初恋マニュアル
「ごめんね?まだ俺、女子は名前と顔が一致してなくてさ……あ、須藤はわかったけど」
私に気をつかったのか、そう言いながらもちらりと私の隣を見る三浦くん。
急に愛里の名前が出てびっくりしたのと同時に、愛里のことは知ってるんだと、少しだけよくわからない感情が私の中に生まれた気がした。

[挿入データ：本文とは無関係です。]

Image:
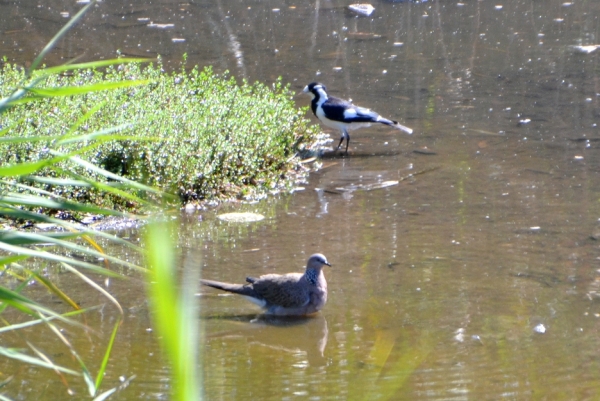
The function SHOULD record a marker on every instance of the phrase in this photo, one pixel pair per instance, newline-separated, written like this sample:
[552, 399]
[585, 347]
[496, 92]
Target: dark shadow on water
[266, 320]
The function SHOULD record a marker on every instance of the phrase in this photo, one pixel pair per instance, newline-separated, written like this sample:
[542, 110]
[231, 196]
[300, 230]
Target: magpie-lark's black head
[316, 89]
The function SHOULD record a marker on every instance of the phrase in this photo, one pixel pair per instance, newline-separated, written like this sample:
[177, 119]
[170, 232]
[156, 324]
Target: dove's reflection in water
[295, 335]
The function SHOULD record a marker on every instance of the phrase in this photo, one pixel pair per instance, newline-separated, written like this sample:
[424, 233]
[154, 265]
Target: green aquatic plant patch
[194, 134]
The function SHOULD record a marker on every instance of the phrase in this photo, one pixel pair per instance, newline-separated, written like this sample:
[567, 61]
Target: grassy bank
[193, 134]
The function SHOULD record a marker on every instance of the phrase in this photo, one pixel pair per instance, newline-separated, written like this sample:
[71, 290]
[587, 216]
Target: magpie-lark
[342, 114]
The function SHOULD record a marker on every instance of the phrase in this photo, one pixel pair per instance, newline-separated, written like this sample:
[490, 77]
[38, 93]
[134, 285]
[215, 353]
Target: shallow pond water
[474, 277]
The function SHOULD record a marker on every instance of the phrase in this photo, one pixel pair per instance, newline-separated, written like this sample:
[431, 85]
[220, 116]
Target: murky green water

「えー私のこと知ってるの?うれしいな、ありがとう。あ、この子は丸山美羽。ちょっとはずかしがりやなんだけど、仲良くしてあげてね?」
――ちょっと!愛里!なに言ってんの?
自分で声をかけろって言ってたくせに、よけいなことを言う愛里にイラっとした。
だけど心の中ではそうさけんでるのに、あまりのことに声がでない。
「そうなんだ、うん、よろしくね?」
三浦くんはそう私に向って笑顔を見せてくれたけど、本当は愛里と仲良くなりたかったんじゃないかと思うと素直に喜べなかった。
でも、せっかくの好意を無駄にしたくなくて、私も必死に笑顔をつくる。
「あ……よろしく……お願いします」
「ぷっ、同じ歳なのに、なんで敬語?」
クスクス笑いながらそう言われて、ますます言葉が出てこなくなる。